July 9 (Bloomberg) -- Wynn Resorts Ltd. said U.S. securities regulators completed an informal inquiry into the company and won’t be taking enforcement action.
The Salt Lake City office of the Securities and Exchange Commission opened a probe of Wynn Resorts in February, focusing on a donation by Wynn Macau Ltd. to the University of Macau Development Foundation, the company said in a filing yesterday.
The SEC’s decision marks a step forward for founder Steve Wynn and his company’s court battle against Japanese billionaire Kazuo Okada, formerly the casino operator’s largest shareholder. Okada had publicly questioned the donation. Wynn later seized his former partner’s stock over alleged wrongdoing in the Philippines.
Wynn Resorts, the majority owner of Wynn Macau Ltd., sued Okada last year for breach of fiduciary duty and redeemed his 20 percent stake in the casino operator, alleging he made potentially illegal payments to Philippine government officials that could threaten the company’s gaming licenses. Okada, 70, filed counterclaims to undo the redemption of his shares.
The lawsuit was put on hold in May while U.S. authorities pursue a criminal investigation into possible bribery of Philippine officials by the Japanese billionaire.
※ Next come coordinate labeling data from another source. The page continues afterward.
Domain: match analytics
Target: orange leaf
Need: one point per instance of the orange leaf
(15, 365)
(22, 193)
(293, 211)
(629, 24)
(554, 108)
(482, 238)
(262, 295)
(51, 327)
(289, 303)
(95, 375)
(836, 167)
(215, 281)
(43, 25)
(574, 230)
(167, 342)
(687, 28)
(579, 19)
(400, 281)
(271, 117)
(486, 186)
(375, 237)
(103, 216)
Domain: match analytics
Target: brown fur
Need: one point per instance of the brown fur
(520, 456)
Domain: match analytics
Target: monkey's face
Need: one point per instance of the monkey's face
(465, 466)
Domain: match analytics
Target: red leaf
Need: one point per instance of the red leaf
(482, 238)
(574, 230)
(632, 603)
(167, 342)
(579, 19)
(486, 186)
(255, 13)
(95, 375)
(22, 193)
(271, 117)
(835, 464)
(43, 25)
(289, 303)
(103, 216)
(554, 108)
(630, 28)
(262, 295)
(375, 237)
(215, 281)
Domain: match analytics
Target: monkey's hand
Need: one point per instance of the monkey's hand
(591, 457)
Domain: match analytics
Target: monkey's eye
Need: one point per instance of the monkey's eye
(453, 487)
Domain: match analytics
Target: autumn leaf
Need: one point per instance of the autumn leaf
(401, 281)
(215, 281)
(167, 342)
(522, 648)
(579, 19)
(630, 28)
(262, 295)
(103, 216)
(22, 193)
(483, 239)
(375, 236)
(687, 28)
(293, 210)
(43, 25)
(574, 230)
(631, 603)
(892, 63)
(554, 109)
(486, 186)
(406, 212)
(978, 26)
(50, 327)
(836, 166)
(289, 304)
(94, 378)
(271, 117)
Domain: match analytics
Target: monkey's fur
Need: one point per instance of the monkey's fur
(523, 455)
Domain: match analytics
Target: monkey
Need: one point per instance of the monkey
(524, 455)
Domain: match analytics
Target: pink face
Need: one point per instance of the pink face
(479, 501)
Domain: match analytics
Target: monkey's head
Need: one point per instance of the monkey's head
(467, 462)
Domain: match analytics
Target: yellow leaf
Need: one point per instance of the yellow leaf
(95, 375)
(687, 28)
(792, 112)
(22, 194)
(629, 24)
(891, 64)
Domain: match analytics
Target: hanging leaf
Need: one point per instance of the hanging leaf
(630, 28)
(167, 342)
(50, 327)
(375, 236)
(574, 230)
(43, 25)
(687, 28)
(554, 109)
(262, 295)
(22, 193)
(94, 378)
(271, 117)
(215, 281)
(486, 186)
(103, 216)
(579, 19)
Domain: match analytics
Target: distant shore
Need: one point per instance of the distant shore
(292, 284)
Wynn Resorts, based in Las Vegas, fell 0.1 percent to $126.98 at the close in New York. The stock has advanced 13 percent this year through yesterday, compared with a gain of 15 percent for the Standard & Poor’s 500 Index.
The Nevada Gaming Control Board in February advised Wynn that it had completed an investigation of Steve Wynn and related companies in Macau and found no violations of the state gambling regulations, the company said in today’s filing.